Stay Updated on Developing Stories

Venice is sinking and this time it may go under

Editor's Note: (David M. Perry is a journalist, historian and author of "Sacred Plunder: Venice and the Aftermath of the Fourth Crusade." He's the senior academic adviser to the History Department at the University of Minnesota. Follow him on Twitter. The views expressed here are those of the author. View more opinion articles on CNN. )

(CNN) Venice is sinking. In a way this isn't news. The mere survival of Venice in 2019 is a testament to the determination, ingenuity, collaboration, and ferocity of humans seeking to eke out a life in hostile environments.

David Perry

From its founding in the Early Middle Ages, Venice has had a fraught relationship with the sea, dependent on it for food and trade, protected from the mainland by the waters of the lagoon, yet always threatened by changing environmental conditions. Today, though, wind and water lash the palaces and churches with alarming frequency. "Acqua alta," the term locals use for when the water gets high, pours through the city, most recently even flooding the great church of San Marco. According to The Guardian, it's only the sixth recorded time the church has flooded in the last 1200 years, but the fourth in the last 20 years. Venice is sinking, and this time it may go under.

Venetians have always recognized that human choices would shape their relationship with the natural world. The sixth-century Roman statesman Cassiodorus described the Venetians gorging themselves on fish, harvesting salt, and living in "scattered homes, not the product of Nature, but cemented by the care of man into a firm foundation." As Venice transformed politically first into a colony of Byzantium, then an independent city-state ruled by hereditary rulers, then an oligarchical republic, and finally into an empire with holdings across the seas, its residents understood that their fate would be determined at least in part by their relationship with the natural world, though not in simple or harmonious terms. Rather, as the French historian Elizabeth Crouzet-Pavan has shown, Venetians knew that the ecology of their lagoon was fragile and that either too much or not enough water flowing in or out could spell their destruction. They build up the thin islands that sheltered the lagoon. They engaged in complex hydrology projects to shift the flow of rivers. They watched as the neighboring city of Torcello collapsed in the mud, plague-ridden, malarial swamp.

I lived in Venice during the fall and winter of 2003, residing in a little apartment on the Street of Paradise, above an antique bookshop, right by the church of Santa Maria Formosa (the beautiful). I was studying how medieval Venetians told stories about their city, building rich narratives that linked the city's destiny to complicated networks of trade and culture that stretched across the Adriatic and Mediterranean Seas. Every day I would walk down streets that followed medieval paths and work with both textual and visual evidence in a library across from the great Basilica. Often I would wind my way through crowds of tourists and pigeons to the "prayer" door in the church, chatting with the guards as I made my way inside to stare up at gold mosaics.

How long until the great church is only accessible by boat, if at all?

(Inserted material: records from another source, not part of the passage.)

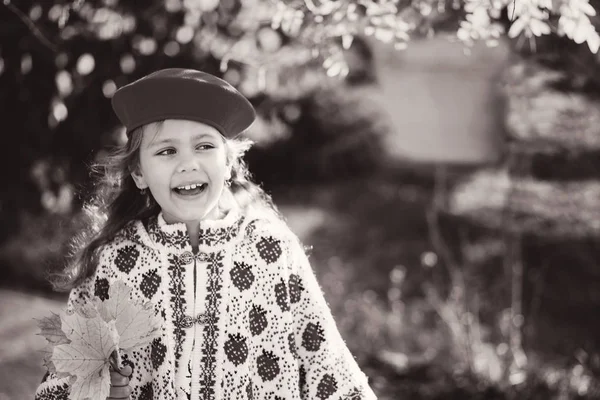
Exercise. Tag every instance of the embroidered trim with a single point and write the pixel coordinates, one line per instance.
(177, 290)
(207, 378)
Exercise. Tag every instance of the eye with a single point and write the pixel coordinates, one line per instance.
(166, 152)
(205, 146)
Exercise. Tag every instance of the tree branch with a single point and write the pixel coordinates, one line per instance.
(29, 23)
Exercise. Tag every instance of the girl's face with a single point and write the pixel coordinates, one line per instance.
(184, 165)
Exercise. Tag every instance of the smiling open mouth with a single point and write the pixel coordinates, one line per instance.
(190, 190)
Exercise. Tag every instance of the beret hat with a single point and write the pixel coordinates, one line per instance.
(177, 93)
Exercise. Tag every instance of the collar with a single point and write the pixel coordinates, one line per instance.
(213, 234)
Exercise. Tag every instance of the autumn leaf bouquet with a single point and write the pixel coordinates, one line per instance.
(85, 344)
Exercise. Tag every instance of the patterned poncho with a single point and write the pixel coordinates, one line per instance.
(244, 318)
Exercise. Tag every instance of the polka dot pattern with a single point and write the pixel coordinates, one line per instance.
(266, 330)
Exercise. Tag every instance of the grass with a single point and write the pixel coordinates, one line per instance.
(371, 253)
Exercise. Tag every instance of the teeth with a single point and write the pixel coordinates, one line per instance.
(189, 187)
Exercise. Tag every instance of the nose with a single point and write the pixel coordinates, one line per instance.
(188, 161)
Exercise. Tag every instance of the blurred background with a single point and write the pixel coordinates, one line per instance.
(440, 157)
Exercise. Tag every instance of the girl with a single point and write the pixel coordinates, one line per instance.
(184, 227)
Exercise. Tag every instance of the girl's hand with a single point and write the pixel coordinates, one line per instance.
(119, 384)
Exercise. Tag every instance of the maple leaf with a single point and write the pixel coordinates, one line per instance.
(86, 357)
(50, 328)
(135, 323)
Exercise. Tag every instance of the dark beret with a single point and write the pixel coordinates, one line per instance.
(177, 93)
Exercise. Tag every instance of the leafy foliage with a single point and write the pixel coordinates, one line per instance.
(87, 342)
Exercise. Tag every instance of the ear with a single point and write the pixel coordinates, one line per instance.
(138, 178)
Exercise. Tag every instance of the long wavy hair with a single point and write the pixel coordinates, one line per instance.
(116, 201)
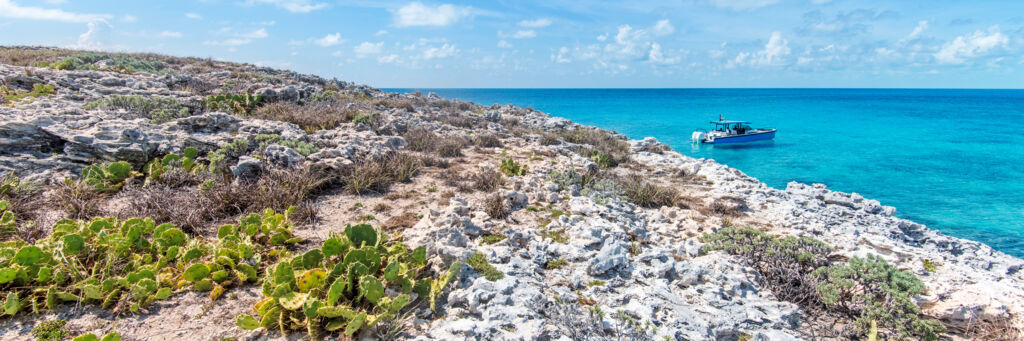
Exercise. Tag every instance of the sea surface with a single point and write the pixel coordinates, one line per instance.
(952, 160)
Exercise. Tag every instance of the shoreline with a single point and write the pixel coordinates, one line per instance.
(548, 240)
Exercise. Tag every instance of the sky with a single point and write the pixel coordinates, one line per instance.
(561, 43)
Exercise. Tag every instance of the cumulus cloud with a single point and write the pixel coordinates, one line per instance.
(773, 53)
(418, 14)
(521, 34)
(95, 37)
(367, 48)
(295, 6)
(536, 24)
(329, 40)
(10, 9)
(742, 4)
(969, 46)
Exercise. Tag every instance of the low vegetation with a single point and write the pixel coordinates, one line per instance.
(157, 110)
(859, 294)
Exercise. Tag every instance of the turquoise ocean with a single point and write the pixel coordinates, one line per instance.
(952, 160)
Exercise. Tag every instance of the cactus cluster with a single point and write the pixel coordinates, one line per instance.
(132, 263)
(512, 168)
(238, 103)
(353, 281)
(110, 177)
(156, 168)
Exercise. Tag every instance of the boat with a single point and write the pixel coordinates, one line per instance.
(731, 132)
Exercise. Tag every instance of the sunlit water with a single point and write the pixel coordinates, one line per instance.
(952, 160)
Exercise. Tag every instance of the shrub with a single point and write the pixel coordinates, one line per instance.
(450, 146)
(639, 192)
(38, 90)
(863, 291)
(496, 207)
(52, 330)
(353, 281)
(603, 145)
(487, 140)
(317, 115)
(486, 179)
(157, 110)
(421, 139)
(241, 104)
(479, 263)
(870, 291)
(512, 168)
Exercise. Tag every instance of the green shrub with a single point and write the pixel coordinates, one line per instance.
(479, 263)
(239, 103)
(871, 291)
(158, 110)
(354, 281)
(132, 263)
(862, 291)
(38, 90)
(512, 168)
(50, 330)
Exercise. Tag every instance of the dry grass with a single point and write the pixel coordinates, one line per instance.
(404, 220)
(77, 200)
(487, 180)
(487, 140)
(310, 117)
(496, 206)
(639, 192)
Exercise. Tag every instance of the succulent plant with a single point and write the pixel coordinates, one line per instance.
(344, 285)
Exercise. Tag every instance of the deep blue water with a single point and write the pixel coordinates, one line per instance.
(952, 160)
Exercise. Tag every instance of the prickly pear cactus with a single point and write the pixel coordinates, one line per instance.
(355, 280)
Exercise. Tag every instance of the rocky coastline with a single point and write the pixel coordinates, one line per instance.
(561, 247)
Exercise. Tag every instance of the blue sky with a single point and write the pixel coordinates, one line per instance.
(561, 43)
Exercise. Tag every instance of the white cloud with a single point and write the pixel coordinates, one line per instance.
(442, 51)
(773, 53)
(656, 56)
(922, 26)
(663, 28)
(742, 4)
(521, 34)
(416, 13)
(329, 40)
(258, 34)
(295, 6)
(94, 38)
(11, 10)
(536, 24)
(169, 34)
(367, 48)
(965, 47)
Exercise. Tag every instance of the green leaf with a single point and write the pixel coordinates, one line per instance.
(30, 255)
(112, 336)
(310, 280)
(355, 324)
(293, 300)
(246, 322)
(73, 244)
(331, 247)
(86, 337)
(361, 235)
(196, 272)
(371, 288)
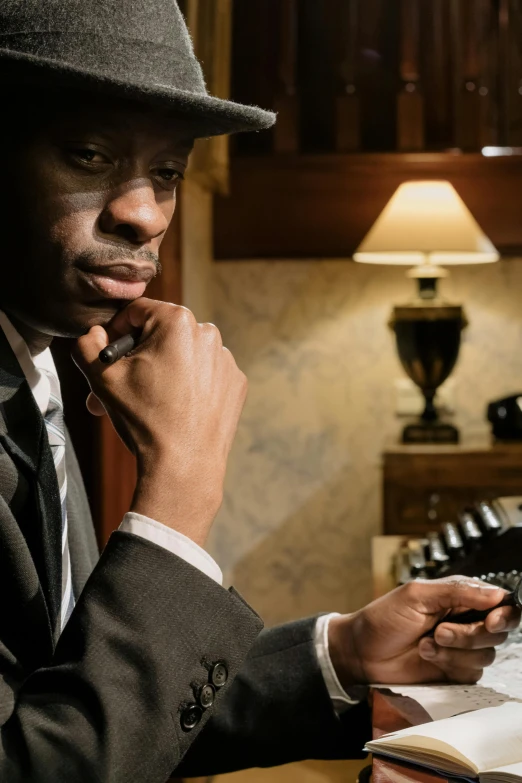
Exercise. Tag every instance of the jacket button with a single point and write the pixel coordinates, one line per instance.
(206, 696)
(190, 717)
(218, 675)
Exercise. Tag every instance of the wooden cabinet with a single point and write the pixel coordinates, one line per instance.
(426, 485)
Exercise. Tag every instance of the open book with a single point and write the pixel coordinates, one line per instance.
(485, 743)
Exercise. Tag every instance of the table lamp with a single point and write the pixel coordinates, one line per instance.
(426, 224)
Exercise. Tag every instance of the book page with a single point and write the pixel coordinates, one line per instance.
(508, 773)
(488, 738)
(444, 701)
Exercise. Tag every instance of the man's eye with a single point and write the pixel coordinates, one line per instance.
(86, 155)
(171, 176)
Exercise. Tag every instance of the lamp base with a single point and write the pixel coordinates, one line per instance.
(430, 432)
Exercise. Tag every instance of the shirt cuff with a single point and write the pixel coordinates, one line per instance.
(172, 540)
(341, 699)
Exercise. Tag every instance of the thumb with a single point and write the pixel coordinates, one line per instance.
(95, 405)
(437, 596)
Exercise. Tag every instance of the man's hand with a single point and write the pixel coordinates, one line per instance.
(176, 402)
(384, 641)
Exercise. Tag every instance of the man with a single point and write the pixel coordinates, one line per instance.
(141, 664)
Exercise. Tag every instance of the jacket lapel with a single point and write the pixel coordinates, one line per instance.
(24, 438)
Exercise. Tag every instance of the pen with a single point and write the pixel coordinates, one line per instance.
(120, 347)
(477, 615)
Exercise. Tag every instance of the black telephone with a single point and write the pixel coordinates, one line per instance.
(506, 417)
(485, 541)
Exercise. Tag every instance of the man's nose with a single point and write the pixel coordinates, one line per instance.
(134, 214)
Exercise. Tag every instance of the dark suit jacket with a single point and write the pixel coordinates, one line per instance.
(105, 701)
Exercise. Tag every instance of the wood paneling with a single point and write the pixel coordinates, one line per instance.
(321, 206)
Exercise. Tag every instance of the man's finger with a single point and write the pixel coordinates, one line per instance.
(438, 595)
(88, 346)
(506, 618)
(448, 658)
(137, 314)
(467, 637)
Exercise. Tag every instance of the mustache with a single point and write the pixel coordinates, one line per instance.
(115, 254)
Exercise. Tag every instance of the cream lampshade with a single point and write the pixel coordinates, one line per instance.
(427, 225)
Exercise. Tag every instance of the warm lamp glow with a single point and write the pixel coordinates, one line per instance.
(426, 223)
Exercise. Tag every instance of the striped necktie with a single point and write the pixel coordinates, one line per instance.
(56, 432)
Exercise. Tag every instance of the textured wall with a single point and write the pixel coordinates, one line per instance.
(303, 486)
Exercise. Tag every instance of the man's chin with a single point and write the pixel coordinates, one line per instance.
(74, 323)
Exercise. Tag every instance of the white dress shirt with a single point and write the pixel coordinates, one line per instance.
(156, 532)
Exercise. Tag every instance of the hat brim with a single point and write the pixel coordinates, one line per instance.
(210, 116)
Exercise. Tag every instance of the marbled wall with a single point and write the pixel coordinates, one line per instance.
(303, 486)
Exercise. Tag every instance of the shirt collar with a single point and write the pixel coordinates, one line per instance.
(35, 368)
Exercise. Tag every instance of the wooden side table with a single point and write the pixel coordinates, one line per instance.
(439, 481)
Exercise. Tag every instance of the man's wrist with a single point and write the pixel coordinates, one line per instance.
(342, 646)
(186, 506)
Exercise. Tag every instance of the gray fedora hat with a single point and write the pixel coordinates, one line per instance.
(139, 49)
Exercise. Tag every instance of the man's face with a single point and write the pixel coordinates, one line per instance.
(87, 201)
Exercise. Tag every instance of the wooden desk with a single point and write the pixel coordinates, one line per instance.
(391, 712)
(426, 485)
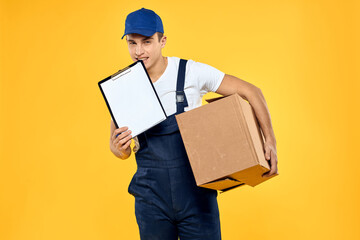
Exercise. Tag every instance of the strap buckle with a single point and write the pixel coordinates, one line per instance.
(180, 96)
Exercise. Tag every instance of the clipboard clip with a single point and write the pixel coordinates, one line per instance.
(120, 73)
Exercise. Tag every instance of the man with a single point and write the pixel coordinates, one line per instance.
(168, 204)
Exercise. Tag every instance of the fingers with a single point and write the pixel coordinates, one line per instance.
(272, 162)
(122, 139)
(120, 132)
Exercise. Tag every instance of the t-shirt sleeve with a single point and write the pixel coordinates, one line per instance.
(208, 77)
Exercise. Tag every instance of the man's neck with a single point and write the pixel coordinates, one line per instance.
(156, 71)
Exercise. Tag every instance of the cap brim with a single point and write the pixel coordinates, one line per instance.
(144, 32)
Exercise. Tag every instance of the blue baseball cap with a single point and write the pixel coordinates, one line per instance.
(143, 21)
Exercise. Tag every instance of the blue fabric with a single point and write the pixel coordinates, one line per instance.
(143, 21)
(168, 204)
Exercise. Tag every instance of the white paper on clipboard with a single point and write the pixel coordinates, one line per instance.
(132, 99)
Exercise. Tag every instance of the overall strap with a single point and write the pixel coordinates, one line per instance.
(181, 101)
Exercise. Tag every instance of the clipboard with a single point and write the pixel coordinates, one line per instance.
(131, 99)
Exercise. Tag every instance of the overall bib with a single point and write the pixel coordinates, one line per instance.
(168, 204)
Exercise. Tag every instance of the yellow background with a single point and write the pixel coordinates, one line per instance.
(58, 178)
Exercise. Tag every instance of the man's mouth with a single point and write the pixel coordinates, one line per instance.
(143, 59)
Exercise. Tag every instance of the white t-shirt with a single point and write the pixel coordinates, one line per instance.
(200, 79)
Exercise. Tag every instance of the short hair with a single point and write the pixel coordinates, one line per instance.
(160, 35)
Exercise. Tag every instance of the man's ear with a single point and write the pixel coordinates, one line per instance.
(163, 41)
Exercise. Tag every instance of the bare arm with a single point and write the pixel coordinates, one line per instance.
(254, 96)
(120, 145)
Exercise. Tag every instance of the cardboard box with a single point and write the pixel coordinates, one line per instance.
(224, 143)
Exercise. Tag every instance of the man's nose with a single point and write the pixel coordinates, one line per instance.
(139, 50)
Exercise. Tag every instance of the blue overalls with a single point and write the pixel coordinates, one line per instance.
(168, 204)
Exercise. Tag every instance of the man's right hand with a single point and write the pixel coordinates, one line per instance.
(120, 141)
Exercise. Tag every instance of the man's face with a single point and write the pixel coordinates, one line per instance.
(145, 48)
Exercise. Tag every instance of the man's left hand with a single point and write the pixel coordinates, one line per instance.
(271, 156)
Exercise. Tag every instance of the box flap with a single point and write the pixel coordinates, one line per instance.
(254, 131)
(223, 184)
(214, 99)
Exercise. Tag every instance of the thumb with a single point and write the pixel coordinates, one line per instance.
(267, 154)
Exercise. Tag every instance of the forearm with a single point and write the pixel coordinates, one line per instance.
(257, 101)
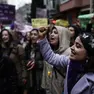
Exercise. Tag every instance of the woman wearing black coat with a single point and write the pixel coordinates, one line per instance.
(8, 77)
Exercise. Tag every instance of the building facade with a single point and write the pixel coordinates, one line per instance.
(70, 9)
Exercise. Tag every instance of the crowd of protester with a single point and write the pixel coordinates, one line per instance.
(47, 60)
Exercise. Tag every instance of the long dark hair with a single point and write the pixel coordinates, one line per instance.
(10, 35)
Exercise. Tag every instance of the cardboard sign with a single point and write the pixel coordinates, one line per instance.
(39, 22)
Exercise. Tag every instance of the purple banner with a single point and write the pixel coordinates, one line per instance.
(7, 12)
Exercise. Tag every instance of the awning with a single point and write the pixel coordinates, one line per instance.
(86, 16)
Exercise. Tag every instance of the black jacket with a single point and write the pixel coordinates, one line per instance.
(8, 77)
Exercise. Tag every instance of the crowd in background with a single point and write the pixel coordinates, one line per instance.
(23, 70)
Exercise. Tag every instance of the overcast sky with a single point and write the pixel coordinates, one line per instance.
(18, 3)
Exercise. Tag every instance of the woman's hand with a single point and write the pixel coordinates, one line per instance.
(30, 65)
(42, 32)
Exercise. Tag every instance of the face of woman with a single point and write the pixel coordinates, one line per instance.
(54, 37)
(34, 36)
(78, 52)
(28, 36)
(5, 36)
(72, 31)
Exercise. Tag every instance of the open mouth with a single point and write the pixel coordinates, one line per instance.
(52, 38)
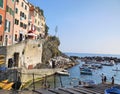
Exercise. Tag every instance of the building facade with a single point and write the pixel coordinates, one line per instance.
(3, 4)
(9, 23)
(36, 22)
(20, 20)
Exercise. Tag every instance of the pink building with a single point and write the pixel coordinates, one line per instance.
(21, 20)
(9, 23)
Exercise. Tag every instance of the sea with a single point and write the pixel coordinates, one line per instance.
(75, 76)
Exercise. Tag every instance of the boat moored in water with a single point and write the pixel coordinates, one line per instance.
(64, 73)
(113, 90)
(86, 71)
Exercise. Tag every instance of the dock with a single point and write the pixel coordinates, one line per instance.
(97, 89)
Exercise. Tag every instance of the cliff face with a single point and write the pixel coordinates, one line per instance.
(50, 49)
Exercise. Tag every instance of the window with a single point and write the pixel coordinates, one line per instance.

Like medieval Venetians, the modern ones have turned to massive civic projects in an attempt to hold back the tide, patterning its Project Moses on similar works in Holland. Moses, a linked system of 78 gates, was proposed in the 1980s. Work began in 2003. Corruption scandals and incompetent management delayed completion, but it's scheduled to be fully operational by 2022. I worry, as do others, that at best a fully operational Project Moses would just buy time, but one cannot simply build a wall to stop the ever-rising waters and the fiercer weather caused in our warming world. We need global action.

There's a hope that the threat to Venice, the potential loss of so much beauty, might finally stir our political leadership around the world to action. If that were true, while so much could be saved, it would still be a sad indictment that only the Western European art mattered, rather than the millions or billions of people (often poor, often non-white) whose lives are threatened by a climate crisis largely of the West's making. Still, could the rising waters that imperil Venice prompt some sort of shift in mentality in those who have the power to help?

Signs aren't good. Even the regional council in Venice, meeting after the flood, rejected major measures designed to combat the climate crisis. Ironically, their council chamber started to flood even as they voted down the structural changes Venice -- and the world -- might need to take. If we want to save Venice, and more importantly save all the people whose lives are imperiled, I think we're going to need better leaders.